Question concerning typed literals in SPARQL from Jeremy Carroll on 2005-11-30 (public-rdf-dawg@w3.org from October to December 2005)

From: Jeremy Carroll <jjc@hpl.hp.com>
Date: Wed, 30 Nov 2005 15:58:17 +0000
To: public-rdf-dawg@w3.org
CC: SWBPD <public-swbp-wg@w3.org>
Message-ID: <438DCC19.2080607@hpl.hp.com>
This question concerns your document:
http://www.w3.org/TR/2005/WD-rdf-sparql-query-20051123/

In SWBPD WG, we have been discussing the semantics of typed literals.

In particular, we are trying to decide between the three possibilities 
outlined in:

http://www.w3.org/TR/2005/WD-swbp-xsch-datatypes-20050427/#sec-values

The third of these (True Values) has not received any support.

The second solution, based around XPath eq, is motivated to try and give 
a smoother experience to end users who may find data for which the 
choices between say xsd:double and xsd:decimal have not been consistent.

Advocates of the first solution (Primitive Equality), which treats 
xsd:decimal and xsd:double as disjoint, have argued that the same end 
user functionality can be achieved by combining the first solution with 
SPARQL.

The purpose of this e-mail is to confirm that line of argument with you.

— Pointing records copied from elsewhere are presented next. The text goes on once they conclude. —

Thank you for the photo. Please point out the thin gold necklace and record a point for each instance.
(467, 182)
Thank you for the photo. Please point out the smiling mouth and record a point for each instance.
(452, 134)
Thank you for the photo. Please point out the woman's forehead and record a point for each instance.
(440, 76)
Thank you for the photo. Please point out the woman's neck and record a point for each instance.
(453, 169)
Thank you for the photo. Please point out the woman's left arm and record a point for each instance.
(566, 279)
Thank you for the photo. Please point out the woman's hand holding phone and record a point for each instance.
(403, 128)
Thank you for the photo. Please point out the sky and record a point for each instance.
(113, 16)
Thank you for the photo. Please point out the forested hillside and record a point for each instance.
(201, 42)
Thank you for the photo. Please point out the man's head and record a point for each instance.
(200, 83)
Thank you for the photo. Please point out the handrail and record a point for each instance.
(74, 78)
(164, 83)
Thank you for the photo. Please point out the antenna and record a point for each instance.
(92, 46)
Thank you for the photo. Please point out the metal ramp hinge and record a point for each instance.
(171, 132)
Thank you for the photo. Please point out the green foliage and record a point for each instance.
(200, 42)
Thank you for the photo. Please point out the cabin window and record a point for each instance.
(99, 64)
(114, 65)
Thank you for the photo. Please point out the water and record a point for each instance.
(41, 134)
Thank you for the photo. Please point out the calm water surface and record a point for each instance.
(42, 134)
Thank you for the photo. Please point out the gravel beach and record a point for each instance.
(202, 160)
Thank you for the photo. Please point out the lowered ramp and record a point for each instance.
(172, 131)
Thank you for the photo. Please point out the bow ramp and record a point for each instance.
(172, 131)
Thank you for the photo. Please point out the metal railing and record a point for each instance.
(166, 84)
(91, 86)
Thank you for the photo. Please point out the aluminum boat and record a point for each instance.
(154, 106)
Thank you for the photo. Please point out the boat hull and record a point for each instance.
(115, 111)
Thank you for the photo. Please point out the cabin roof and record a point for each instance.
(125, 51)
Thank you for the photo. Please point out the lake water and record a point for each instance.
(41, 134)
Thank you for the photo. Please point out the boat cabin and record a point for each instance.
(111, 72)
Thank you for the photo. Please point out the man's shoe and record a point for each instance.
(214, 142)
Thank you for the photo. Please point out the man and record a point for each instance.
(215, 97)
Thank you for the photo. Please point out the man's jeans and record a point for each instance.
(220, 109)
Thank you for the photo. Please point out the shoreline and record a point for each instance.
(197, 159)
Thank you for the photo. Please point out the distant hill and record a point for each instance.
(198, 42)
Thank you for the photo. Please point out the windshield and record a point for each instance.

In this first solution (Primitive Equality) equality of typed literals 
is determined by comparing literals using their primitive base type, and 
treating all primitive base types as different.
In this
"1.3"^^xsd:float
"1.3"^^xsd:double
"1.3"^^xsd:decimal
"1"^^xsd:float
"1"^^xsd:double
"1"^^xsd:decimal
all have different values.

My understanding is that SPARQL does not specify whether the store being 
queried is required or not to treat two literals with the same value but 
different syntactic form as the same or different.
If we have two stores A and B where A compares literals syntactically, 
but B compares literal by value, and the value comparisons are done with 
the Primitive Equality semantics described as above, then my 
understanding is that the following results would hold.

If the following triples are loaded into both A and B

<eg:decimal> <eg:p> "1.3"^^xsd:decimal .
<eg:float> <eg:p> "1.3"^^xsd:float .
<eg:double> <eg:p> "1.3"^^xsd:double .
<eg:decimal2> <eg:p> "1.300"^^xsd:decimal .

Then:

SELECT  ?s, ?p
WHERE   { ?s, ?p, 1.3 } .

would match

<eg:decimal> <eg:p> "1.3"^^xsd:decimal .
in A

and


<eg:decimal> <eg:p> "1.3"^^xsd:decimal .
<eg:decimal2> <eg:p> "1.300"^^xsd:decimal .
in B

Whereas:

SELECT  ?s, ?p
WHERE   { ?s, ?p, ?o .
            FILTER (?size = 1.3) . } .

would match all four triples for both A and B, since = is interpreted as 
in fn:numeric-equals() and type promotions apply to give equality in all 
cases.

However,

SELECT  ?s, ?p
WHERE   { ?s, ?p, ?o .
            FILTER (?size = 1.3e0) . } .

would match the following triples

<eg:decimal> <eg:p> "1.3"^^xsd:decimal .
<eg:double> <eg:p> "1.3"^^xsd:double .
<eg:decimal2> <eg:p> "1.300"^^xsd:decimal .

because the numeric rules would cast "1.3"^^xsd:float to the nearest 
double, which is not "1.3"^^xsd:double.

If an application wanted to explicitly do the equality with floating 
point precision (rather than double precision), I understand the 
following query could be used:

SELECT  ?s, ?p
WHERE   { ?s, ?p, ?o .
            FILTER (xsd:float(?size) = xsd:float(1.3) ) . } .

using explicit casts.
This would return all four triples.

Please indicate whether these examples are correct.


thanks

Jeremy Carroll

PS I am arguing in the SWBPD WG, that since SPARQL adequately addresses 
the needs to make looser comparisons of the sorts above, where float and 
decimal and doubles are treated equivalently, then the next version of


http://www.w3.org/TR/2005/WD-swbp-xsch-datatypes-20050427/

should be presenting primitive equality as the preferred semantics, and 
any further equivalences required by an application to be ones for the 
application to determine, for example, by use of queries such as those 
given here.

PPS Note I am pleased to see the greater clarity in your latest WD 
concerning the type of '1.3' in SPARQL. I found it hard to tell in the 
earlier draft which datatype was intended. Personally I have no opinion 
as to which datatype is better, but I support the "in progress" change 
highlighted at the beginning of section 3 from an editorial point of view.
Received on Wednesday, 30 November 2005 16:01:16 UTC